At Nous we define digital transformation as, “the organisational ability to use new digital technologies (social media, mobile, cloud, analytics and wearables) to do things ‘better’ and ‘differently’ for customers, employees and partners (such as enhanced experience, improved operational performance and the generation of new opportunities).” ‘Better’ and ‘differently’ deliver real competitive advantage. Digital transformation delivers digitally agile organisations that are able to sustain these key elements.
The ‘digerati’ manage digital transformation very deliberately from the top
The ‘digirati’ understand that in order to achieve digital transformation they must embed digital agility at every level of the organisation. They find ways forward by taking steps such as creation of a roadmap towards digital transformation; development of business cases for technology adoption; and work to ensure end-to-end customer and employee experience and design.
Create a roadmap towards digital transformation
- ‘Crowd source’ perception of the pace of digital transformation in your organisation. You may be surprised to find that satisfaction with the pace of digital transformation is ‘generally’ inversely proportion to level.
- In response, communicate your vision for digital transformation. “A thousand flowers bloom” is not an effective strategy in digital transformation; fragmentation and duplication is not a good thing.
- Develop a digital strategy and roadmap aligned to your strategy.
Develop business cases for technology adoption and measure the impact of initiatives
- Make sure there is a robust business case for all digital initiatives defined in the strategy. Organisations struggle to accurately calculate the investment and the return on that investment.
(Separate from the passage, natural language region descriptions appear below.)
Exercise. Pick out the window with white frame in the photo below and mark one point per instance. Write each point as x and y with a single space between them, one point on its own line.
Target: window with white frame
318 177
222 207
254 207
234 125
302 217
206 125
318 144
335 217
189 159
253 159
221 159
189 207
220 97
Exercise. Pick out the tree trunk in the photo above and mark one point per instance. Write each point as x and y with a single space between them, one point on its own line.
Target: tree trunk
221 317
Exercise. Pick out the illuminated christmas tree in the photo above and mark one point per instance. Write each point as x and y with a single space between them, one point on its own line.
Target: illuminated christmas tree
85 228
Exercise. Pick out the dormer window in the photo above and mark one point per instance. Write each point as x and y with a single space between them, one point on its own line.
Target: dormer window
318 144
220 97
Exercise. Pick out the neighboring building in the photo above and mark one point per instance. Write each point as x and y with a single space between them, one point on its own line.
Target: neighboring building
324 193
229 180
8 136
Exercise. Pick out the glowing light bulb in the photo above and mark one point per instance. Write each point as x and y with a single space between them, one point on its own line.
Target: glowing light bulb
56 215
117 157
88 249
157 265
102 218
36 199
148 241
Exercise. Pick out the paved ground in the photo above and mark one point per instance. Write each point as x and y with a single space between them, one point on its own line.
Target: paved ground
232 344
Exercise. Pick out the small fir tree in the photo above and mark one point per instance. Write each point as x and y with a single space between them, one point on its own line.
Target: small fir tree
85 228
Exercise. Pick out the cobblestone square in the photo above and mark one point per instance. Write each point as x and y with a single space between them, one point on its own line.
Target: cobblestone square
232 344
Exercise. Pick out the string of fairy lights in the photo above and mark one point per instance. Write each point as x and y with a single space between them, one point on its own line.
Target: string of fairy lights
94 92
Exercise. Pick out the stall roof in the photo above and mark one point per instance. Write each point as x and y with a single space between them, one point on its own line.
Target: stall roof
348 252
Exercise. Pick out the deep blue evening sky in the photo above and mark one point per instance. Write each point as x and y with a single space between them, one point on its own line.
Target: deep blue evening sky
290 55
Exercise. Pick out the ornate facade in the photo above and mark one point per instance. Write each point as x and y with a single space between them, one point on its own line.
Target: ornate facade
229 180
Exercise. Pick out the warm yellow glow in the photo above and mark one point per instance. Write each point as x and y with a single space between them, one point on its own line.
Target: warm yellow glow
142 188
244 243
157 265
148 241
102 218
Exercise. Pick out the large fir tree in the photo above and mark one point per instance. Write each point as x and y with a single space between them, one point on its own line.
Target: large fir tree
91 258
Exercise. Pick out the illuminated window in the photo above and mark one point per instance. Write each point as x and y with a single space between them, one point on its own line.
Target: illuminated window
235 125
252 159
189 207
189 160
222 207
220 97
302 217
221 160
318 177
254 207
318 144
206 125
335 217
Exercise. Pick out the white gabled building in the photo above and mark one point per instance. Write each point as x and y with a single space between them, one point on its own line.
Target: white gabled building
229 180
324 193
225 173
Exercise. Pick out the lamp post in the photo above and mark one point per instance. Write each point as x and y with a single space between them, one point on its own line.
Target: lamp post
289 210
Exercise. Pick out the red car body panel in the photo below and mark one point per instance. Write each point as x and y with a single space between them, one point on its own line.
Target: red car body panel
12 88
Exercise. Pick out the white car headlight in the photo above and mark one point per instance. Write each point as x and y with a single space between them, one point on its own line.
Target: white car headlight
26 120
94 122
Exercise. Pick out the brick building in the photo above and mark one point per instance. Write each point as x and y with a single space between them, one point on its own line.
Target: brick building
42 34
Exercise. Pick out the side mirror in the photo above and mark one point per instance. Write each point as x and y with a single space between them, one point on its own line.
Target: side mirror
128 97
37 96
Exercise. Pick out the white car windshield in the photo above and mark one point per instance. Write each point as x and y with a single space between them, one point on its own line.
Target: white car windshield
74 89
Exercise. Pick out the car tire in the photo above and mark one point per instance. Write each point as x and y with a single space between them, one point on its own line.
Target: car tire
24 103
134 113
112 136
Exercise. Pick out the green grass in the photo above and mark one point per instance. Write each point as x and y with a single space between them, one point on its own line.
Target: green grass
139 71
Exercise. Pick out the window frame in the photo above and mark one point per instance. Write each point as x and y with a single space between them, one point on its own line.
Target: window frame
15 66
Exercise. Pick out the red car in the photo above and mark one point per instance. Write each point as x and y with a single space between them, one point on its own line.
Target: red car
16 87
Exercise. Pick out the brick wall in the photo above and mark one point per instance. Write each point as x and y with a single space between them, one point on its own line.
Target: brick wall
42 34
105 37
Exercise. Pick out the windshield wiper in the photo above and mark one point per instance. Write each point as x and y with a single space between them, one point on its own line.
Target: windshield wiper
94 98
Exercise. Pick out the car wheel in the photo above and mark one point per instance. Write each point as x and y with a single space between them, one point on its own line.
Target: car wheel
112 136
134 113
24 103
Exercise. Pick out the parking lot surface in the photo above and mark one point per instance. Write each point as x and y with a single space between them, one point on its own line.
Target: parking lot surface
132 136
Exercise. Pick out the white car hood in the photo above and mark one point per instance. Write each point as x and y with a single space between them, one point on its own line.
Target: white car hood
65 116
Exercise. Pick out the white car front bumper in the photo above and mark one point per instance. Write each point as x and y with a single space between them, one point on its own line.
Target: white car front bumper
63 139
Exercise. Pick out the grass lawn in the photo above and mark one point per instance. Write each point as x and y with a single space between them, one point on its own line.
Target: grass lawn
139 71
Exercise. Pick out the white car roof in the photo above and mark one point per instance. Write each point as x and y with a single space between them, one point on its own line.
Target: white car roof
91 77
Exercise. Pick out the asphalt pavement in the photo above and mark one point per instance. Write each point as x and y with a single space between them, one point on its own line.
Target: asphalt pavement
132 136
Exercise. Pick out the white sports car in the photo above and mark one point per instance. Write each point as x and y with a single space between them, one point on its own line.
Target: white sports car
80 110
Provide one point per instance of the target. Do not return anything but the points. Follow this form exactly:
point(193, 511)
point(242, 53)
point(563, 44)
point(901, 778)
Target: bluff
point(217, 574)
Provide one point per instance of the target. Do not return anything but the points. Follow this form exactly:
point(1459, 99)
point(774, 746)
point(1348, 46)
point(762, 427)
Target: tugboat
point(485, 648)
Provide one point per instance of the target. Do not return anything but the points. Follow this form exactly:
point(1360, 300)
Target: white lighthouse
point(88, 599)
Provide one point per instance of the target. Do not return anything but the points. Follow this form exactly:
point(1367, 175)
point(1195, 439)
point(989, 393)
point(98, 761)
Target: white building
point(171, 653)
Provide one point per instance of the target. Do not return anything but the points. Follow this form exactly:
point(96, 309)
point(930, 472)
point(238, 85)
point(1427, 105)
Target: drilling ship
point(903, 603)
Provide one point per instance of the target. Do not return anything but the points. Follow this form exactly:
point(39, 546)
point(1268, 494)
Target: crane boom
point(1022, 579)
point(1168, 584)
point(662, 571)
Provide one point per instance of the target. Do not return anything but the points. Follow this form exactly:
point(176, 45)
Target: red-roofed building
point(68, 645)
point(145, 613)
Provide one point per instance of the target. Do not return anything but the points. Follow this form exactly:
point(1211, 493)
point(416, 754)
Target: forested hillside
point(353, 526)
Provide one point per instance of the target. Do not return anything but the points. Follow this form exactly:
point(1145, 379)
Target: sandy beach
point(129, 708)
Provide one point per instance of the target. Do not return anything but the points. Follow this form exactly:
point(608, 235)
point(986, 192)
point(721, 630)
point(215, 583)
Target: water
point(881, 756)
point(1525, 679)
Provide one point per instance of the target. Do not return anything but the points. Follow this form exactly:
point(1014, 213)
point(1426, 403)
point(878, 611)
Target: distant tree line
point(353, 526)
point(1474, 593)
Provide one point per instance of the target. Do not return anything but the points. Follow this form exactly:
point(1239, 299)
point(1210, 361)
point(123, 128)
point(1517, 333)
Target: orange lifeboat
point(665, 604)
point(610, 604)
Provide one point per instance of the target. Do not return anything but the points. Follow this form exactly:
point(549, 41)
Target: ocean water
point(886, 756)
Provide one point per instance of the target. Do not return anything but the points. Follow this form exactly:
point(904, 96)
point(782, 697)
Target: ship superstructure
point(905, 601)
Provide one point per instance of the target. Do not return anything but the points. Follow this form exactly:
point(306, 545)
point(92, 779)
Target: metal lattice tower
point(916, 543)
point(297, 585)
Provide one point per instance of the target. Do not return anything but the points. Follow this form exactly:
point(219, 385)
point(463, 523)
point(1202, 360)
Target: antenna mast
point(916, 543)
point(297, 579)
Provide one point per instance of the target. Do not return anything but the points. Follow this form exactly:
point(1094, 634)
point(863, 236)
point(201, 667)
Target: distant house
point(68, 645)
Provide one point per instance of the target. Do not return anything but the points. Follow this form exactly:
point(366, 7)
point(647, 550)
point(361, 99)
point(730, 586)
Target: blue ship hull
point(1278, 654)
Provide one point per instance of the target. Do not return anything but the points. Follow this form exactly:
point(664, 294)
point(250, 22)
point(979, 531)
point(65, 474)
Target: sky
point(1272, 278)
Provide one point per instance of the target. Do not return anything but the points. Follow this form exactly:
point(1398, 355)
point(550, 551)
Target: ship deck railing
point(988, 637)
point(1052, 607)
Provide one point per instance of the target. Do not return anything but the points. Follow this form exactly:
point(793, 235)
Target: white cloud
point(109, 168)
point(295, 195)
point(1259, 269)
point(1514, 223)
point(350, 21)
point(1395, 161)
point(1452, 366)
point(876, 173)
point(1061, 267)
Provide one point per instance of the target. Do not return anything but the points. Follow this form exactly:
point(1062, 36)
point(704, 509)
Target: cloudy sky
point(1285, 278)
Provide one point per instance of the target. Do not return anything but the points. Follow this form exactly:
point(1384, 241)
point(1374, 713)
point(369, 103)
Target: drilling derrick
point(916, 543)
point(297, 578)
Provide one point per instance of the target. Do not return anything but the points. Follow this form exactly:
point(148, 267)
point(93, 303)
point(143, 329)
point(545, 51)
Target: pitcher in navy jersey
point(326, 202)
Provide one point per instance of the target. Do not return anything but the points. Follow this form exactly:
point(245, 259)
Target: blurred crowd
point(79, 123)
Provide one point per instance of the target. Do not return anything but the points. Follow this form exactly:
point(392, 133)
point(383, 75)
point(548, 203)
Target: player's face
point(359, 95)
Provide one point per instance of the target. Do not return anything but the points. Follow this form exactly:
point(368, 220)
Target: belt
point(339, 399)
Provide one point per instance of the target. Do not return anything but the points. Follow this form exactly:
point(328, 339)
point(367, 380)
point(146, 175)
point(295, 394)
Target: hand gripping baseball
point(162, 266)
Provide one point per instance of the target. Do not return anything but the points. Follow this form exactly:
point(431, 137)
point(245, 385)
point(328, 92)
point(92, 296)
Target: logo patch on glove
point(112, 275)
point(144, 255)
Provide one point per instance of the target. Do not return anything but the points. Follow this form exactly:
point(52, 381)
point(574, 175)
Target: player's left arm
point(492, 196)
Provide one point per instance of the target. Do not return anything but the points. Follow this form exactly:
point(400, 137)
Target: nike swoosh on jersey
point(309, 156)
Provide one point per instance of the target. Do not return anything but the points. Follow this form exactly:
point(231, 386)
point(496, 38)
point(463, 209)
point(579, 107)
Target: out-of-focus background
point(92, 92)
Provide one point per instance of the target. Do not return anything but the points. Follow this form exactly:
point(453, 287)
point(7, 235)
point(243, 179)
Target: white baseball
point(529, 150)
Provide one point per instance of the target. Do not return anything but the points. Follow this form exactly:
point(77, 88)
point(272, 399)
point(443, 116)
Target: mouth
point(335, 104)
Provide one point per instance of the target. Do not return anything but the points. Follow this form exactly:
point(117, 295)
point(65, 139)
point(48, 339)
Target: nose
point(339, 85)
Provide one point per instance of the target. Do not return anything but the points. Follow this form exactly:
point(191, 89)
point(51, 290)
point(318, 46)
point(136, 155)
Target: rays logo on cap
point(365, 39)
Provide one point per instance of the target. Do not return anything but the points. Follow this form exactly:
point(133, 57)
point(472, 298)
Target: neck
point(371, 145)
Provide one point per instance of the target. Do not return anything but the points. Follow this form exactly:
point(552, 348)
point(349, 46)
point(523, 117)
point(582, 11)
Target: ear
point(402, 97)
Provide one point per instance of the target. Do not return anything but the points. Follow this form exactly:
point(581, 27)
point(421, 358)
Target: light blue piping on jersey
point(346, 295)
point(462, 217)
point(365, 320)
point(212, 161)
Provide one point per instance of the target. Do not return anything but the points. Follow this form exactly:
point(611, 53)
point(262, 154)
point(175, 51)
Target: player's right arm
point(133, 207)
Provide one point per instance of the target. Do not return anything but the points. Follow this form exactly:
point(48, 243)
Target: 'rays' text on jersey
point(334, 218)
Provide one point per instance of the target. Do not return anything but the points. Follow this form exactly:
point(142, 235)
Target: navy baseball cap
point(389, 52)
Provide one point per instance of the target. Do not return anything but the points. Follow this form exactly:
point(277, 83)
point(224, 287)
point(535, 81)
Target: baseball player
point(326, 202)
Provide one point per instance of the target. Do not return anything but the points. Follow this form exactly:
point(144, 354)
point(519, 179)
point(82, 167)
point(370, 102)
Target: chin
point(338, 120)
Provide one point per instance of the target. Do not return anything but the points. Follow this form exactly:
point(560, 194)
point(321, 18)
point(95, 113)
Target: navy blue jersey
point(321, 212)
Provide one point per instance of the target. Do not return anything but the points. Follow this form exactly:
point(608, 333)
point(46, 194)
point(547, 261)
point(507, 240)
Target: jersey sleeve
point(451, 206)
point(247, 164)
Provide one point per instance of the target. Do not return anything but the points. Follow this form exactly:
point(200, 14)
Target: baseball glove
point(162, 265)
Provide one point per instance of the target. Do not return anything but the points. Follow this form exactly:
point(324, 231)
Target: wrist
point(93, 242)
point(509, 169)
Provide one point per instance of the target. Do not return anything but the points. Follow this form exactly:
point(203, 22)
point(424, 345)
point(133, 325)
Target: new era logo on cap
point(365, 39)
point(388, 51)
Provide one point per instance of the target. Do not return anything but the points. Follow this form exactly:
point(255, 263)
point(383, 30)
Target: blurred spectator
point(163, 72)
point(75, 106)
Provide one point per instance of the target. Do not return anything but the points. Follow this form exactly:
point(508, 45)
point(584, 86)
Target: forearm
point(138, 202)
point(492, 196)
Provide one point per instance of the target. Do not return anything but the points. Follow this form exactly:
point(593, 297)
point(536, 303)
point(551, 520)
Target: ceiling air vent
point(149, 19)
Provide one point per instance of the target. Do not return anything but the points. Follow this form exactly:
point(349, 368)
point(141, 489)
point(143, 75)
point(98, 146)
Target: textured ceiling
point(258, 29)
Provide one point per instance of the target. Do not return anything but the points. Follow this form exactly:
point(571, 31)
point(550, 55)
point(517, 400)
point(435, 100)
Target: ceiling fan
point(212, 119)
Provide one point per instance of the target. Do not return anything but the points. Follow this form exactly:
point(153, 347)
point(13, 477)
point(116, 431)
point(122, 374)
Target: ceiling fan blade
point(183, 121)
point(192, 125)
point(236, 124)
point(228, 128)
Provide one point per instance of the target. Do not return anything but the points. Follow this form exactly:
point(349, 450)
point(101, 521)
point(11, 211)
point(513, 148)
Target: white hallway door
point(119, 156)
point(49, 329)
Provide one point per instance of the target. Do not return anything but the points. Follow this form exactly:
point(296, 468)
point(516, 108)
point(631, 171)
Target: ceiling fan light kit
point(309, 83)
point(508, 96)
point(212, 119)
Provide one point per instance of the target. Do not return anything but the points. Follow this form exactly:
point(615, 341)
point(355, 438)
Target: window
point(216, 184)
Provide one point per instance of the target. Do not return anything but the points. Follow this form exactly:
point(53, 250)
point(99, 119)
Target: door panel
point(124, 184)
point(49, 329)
- Establish effective key performance indicators. Many organisations have trouble defining these.
- Ensure leaders have skills to follow through on these KPIs.
Ensure end-to-end customer and employee experience and design
- Shift the service delivery focus away from individual interactions to the end-to-end experience. All too often functional groups focus on optimising a particular interaction with no knowledge of the downstream impact.
- Establish the customer and employee journeys that matter via top-down judgment driven evaluation and bottom up data driven analysis. Identify the pain-points that impact satisfaction.
- And then build cross-functional processes to redesign elements that will improve the end-to-end experience.